Wednesday, November 26, 2014

Bruised Egos

Yesterday I came across a particularly interesting passage by Virgil Thomson:
Well, criticism is often injurious; there is no question about that. Many a recitalist, receiving unfavorable reviews, finds it more difficult to secure further engagements than if the reports had been less critical. Minor careers have been ruined overnight that way. Major careers are rarely harmed by criticism, because major artists can take it. They don’t like to; but they have to; so they do. All the same, it is the big boys, the great big boys that nothing could harm, that squawk the loudest. I know, because I have been in the business for several years now.
The context behind this passage had to do with a biography of Serge Koussevitzky by Moses Smith. Kossevitzky had tried to stop the publication of the book because he found he injurious. (He did not claim that the book was libelous.) Basically, Thomson used his bully pulpit of the Herald Tribune to come to Smith's defense, primarily by arguing that injury was part of the trade, so to speak.

I have no idea how many of my colleagues (including the ones I do not know) give much thought to using injurious language in what they write. One friend once suggested that, whenever I am writing about someone (positively or negatively), I should try to assume the point of view of how that person will actually read what I write. Since I tend to write pieces longer than the ones that show up in print, this includes the question of how much attention that person will pay, just like any other reader.
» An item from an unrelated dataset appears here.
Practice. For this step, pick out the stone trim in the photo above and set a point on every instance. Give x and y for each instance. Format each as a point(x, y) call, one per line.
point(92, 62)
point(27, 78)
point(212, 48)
One consequences is that, whenever possible, I try to begin by finding something positive to say. Sometimes I feel that, if I put enough attention on the positive, the negative will take care of itself. This may amount to a passive-aggressive approach to an observation made by the anthropologist Pierre Bourdieu in trying to identify a cross-cultural universal:
There is nothing worse than to pass unnoticed: thus, not to salute someone is to treat him like a thing, an animal, or a woman.
Another strategy I use is to draw upon the positive as context for discussing the negative. This amounts to giving the performer(s) credit for getting things right part of the time and then speculating on why the technique could not carry over into the rest of the time. There are also occasions when, due to the novelty of the experience, I have not felt equipped to make the transition from perception to judgment. I actually tend to enjoy such situations, because they compel me to put all of my energy into description. I figure that, if I do my job well enough, then there is nothing wrong with my implying that the reader should then make up his/her own mind. After all, that is what any of my readers who take listening seriously are going to do in any case!